Le circuit de la récompense et l'incertitude
Au cœur du doomscrolling se trouve le système dopaminergique. La dopamine n'est pas une molécule du plaisir, mais de la motivation : elle est libérée lors de l'anticipation d'une récompense. Dans le cas des réseaux sociaux, chaque 'scroll' est une quête d'information nouvelle. Le cerveau ne sait pas ce qu'il va trouver (une info choc, une vidéo divertissante, une actualité urgente), et c'est précisément cette incertitude qui stimule la sécrétion de dopamine.
Ce mécanisme repose sur le principe du 'renforcement à intervalle variable', théorisé par B.F. Skinner. Comme pour une machine à sous, le cerveau est conditionné à répéter l'action car la récompense (l'information pertinente ou stimulante) arrive de manière imprévisible. Cette intermittence crée une dépendance comportementale puissante : le cerveau préfère continuer à chercher au lieu de s'arrêter, car la prochaine information pourrait être 'la bonne'.
Pourquoi le cerveau privilégie l'anxiété
L'évolution a doté notre espèce d'un 'biais de négativité'. Pour nos ancêtres, une information menaçante (un prédateur, un danger immédiat) devait être traitée en priorité absolue pour assurer la survie. Aujourd'hui, les algorithmes exploitent cette faille cognitive : une information alarmiste génère une réponse d'alerte qui maintient le cerveau en état d'hyper-vigilance.
Le flux infini (infinite scroll) supprime les 'points d'arrêt' naturels. En éliminant la friction entre l'utilisateur et la suite de l'information, l'interface numérique crée une boucle de rétroaction où le cerveau cherche à apaiser son anxiété en cherchant plus d'informations, créant un cercle vicieux de consommation compulsive.

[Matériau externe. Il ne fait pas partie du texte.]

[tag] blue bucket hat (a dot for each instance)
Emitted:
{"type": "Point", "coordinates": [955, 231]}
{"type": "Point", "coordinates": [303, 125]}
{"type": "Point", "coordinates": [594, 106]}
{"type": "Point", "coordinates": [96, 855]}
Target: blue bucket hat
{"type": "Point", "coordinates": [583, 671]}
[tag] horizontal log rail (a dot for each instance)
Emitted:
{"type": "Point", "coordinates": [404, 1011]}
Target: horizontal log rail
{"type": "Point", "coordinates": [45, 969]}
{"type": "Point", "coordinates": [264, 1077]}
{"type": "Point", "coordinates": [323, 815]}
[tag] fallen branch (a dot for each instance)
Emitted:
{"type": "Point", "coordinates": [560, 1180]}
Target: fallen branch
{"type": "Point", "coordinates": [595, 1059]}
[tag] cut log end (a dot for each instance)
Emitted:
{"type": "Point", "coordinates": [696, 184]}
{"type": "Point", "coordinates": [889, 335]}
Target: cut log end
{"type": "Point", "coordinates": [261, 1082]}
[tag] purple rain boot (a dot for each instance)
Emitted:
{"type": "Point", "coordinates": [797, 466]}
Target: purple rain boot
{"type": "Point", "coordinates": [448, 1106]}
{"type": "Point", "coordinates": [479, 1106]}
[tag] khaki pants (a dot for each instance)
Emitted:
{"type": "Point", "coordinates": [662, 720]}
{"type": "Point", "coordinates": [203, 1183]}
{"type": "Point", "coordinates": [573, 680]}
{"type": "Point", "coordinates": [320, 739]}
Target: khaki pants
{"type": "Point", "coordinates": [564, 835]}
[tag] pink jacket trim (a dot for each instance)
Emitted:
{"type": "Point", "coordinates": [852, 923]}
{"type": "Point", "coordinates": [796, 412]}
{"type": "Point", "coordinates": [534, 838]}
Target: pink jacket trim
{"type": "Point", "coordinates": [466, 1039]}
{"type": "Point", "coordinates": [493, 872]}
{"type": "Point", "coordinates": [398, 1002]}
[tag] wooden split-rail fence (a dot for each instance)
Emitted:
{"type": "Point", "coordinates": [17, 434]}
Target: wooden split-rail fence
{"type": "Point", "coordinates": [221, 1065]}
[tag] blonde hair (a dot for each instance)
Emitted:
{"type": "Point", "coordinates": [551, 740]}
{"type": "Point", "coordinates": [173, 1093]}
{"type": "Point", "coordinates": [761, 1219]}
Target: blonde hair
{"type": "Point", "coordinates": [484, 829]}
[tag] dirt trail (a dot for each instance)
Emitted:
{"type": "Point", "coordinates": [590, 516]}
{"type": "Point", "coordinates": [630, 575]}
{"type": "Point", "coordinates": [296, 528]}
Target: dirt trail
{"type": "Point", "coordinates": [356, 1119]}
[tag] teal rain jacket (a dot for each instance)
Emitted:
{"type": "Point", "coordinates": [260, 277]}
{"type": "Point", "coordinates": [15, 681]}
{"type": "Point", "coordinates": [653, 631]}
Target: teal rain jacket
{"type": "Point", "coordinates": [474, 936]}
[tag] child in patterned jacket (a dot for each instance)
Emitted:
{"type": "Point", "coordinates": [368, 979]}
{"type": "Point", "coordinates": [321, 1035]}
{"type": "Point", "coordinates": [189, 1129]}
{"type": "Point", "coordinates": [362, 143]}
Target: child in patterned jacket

Reprendre le contrôle sur les réflexes
Pour briser la boucle, l'approche la plus efficace est d'introduire de la 'friction'. Puisque le comportement est devenu automatique (un réflexe moteur), il faut réimposer une barrière consciente. Cela peut passer par des limites techniques (désactivation des notifications, suppression des applications de flux) ou physiques (laisser le téléphone dans une autre pièce lors de moments de repos).
La pratique de la métacognition permet également de désamorcer l'automatisme. En identifiant le moment précis où le geste devient un réflexe pour calmer une anxiété passagère, on peut remplacer le scroll par une micro-pause respiratoire ou une action concrète. L'objectif n'est pas d'éliminer l'information, mais de réapprendre au cerveau à gérer l'incertitude sans recourir au flux numérique.